La biguine

Publié le par Sylvina

Barrel COPPET et son Orchestre (orchestre de bal dans les années 1960

Au XIXe siècle, les musiciens étaient pour la plupart des esclaves affranchis, et les bals donnaient lieu à de véritables concours d’orchestres et de danses. Les musiciens étaient habitués à imiter leurs maîtres tant dans la danse que dans la musique. Ils interprétaient admirablement les musiques des colons et les reprenaient dans leurs propres fêtes, mais en y ajoutant le chant et le tambour.

Les fêtes que donnaient les esclaves le samedi soir dans les jardins des colons eurent raison de l’aversion qu’imposait l’Eglise pour toute production nègre. Elles ne furent jamais acceptées par le clergé, mais conquirent cependant les couches populaires de la colonie. En apportant le chant et le rythmes du bèlè à la polka, les musiciens noirs en firent un genre nouveau que l’on classa dans les biguines.

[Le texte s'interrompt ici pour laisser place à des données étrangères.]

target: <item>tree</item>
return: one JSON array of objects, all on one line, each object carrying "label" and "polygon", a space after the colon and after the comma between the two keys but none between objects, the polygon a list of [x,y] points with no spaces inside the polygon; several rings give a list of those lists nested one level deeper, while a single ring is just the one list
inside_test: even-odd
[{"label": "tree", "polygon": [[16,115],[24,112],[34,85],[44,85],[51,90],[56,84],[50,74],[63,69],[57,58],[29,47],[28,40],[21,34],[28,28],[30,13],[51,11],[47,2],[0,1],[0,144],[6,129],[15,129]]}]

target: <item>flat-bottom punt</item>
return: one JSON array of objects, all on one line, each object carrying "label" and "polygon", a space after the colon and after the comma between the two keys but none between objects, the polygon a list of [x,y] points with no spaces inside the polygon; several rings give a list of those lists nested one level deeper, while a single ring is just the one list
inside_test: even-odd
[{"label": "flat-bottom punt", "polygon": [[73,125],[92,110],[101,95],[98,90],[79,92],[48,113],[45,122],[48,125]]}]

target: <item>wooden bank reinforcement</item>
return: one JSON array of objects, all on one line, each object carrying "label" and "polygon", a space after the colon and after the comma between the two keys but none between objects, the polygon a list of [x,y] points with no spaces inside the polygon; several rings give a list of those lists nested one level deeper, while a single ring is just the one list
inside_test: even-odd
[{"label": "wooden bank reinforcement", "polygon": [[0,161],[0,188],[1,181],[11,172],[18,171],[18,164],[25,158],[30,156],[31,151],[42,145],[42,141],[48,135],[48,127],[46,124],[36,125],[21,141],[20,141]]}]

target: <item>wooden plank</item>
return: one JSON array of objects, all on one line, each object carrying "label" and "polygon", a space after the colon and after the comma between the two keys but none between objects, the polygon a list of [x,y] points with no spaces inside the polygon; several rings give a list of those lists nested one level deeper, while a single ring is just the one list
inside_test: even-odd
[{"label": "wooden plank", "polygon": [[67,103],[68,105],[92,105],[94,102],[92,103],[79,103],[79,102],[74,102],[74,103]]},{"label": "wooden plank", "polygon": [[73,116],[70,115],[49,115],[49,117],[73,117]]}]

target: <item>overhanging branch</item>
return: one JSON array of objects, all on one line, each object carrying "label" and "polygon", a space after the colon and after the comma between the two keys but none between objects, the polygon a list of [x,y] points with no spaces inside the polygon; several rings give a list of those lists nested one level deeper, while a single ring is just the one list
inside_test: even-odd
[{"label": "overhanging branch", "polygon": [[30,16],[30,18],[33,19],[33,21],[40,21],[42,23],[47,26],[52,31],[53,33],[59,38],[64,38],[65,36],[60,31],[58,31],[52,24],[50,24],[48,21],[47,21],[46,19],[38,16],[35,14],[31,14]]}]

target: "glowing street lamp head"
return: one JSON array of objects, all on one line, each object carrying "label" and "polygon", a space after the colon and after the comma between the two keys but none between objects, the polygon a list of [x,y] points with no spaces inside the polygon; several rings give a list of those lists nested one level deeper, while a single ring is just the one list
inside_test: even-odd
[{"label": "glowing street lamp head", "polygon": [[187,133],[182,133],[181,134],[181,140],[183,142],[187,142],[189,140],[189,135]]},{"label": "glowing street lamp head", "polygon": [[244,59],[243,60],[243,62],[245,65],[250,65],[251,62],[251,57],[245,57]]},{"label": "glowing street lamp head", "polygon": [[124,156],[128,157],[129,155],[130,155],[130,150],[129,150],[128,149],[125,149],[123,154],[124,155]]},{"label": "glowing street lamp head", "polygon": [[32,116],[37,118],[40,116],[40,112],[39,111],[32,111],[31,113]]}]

Ces biguines étaient au nombre de trois : biguine de salon, biguines de bal et biguines de rue. Les biguines de salon étaient interprétées au piano et au violon. Un violoncelle assurait la ligne de basse. Dans les bals, la haute taille à pastourelle évolua peu à peu en biguine, les commandements disparurent. Ce nouveau genre permit d’inclure des chants structurés, avec refrain et couplet, à la manière des chansons françaises. Jouées par un orchestre utilisant la contrebasse à partir de 1860 environ, elle servirent de support à toutes sortes de satyres et de campagnes politiques. Se dansant avec beaucoup d’énergie, elle précédait la mazurka, plus reposante. Un troisième type de biguine existait avant la catastrophe de Saint Pierre (éruption de la Montagne Pelée), né du bèlè, franchement satirique et développé vraisemblablement par les Nègres en période de carnaval. Le chant prédomine dans cette forme, et la voix du soliste se devait d’être forte. Elle fut donnée par l’Eglise pour responsable de l’éruption de la Montagne Pelée en 1902.

La biguine est avant tout chanson. Elle servait, tout comme les gran son et mazon-n, à relater des faits, et à la fin du XIXe siècle, servit la cause des hommes politiques.

Après la catastrophe de Saint Pierre, les biguines furent interdites à Fort-de-France, ou plutôt prirent le nom de polka. La classe dominante de la nouvelle capitale de la Martinique était alors composée de mulâtres et de grands blancs. Les noirs, bien que libérés des chaînes de l’esclavage, n’en avait pas pour autant gagné droits et reconnaissance. Excellents musiciens, capables de jouer les musiques de tous les pays, ils ne purent développer leur passion aux Antilles.

Aussi, c’est à Paris que Stellio (de son vrai nom Fructueux Alexandre) ou encore Félix Valvert font éclater la biguine et en font la danse représentative des colonies françaises en 1931, lors de l’exposition coloniale. Leur instrumentation est riche, semblable à celle des orchestres de la Nouvelle Orléans : clarinette, trompette, banjo, batterie, piano, violon, saxophone, guitare et contrebasse. Les arrangements comportent tant de syncopes qu’il est impossible de noter fidèlement leur style.

La Deuxième Guerre mondiale coûta la vie à de nombreux musiciens antillais. Les musiques américaines envahirent Paris, conquirent du même coup les Antilles. Outre Atlantique, les bee-bop, charleston et autres rythmes endiablés de la culture européenne font le bonheur des petits bourgeois de la Martinique. Les orchestres antillais interprètent avec brio toutes les musiques de la Caraïbe et de l’Europe.

Marius Cultier n’a que 16 ans lorsqu’il anime le bal des Paillottes et le piano-bar « L’Impératrice ». Ses compositions sont empreintes de modulation curieuses inspirées de prouesses des plus grands du jazz, alors que Fernand Donatien avec son orchestre « Stardust » propose des biguines façon cubaine. Son répertoire éclectique fait entendre biguines, valses, mazurkas, mais aussi quadrilles, tangos, méringués, paso doble, rumbas. La biguine connaîtra ses heures de gloire jusqu’en 1970, période de bouleversements des médias et de l’invasion des musiques commerciales.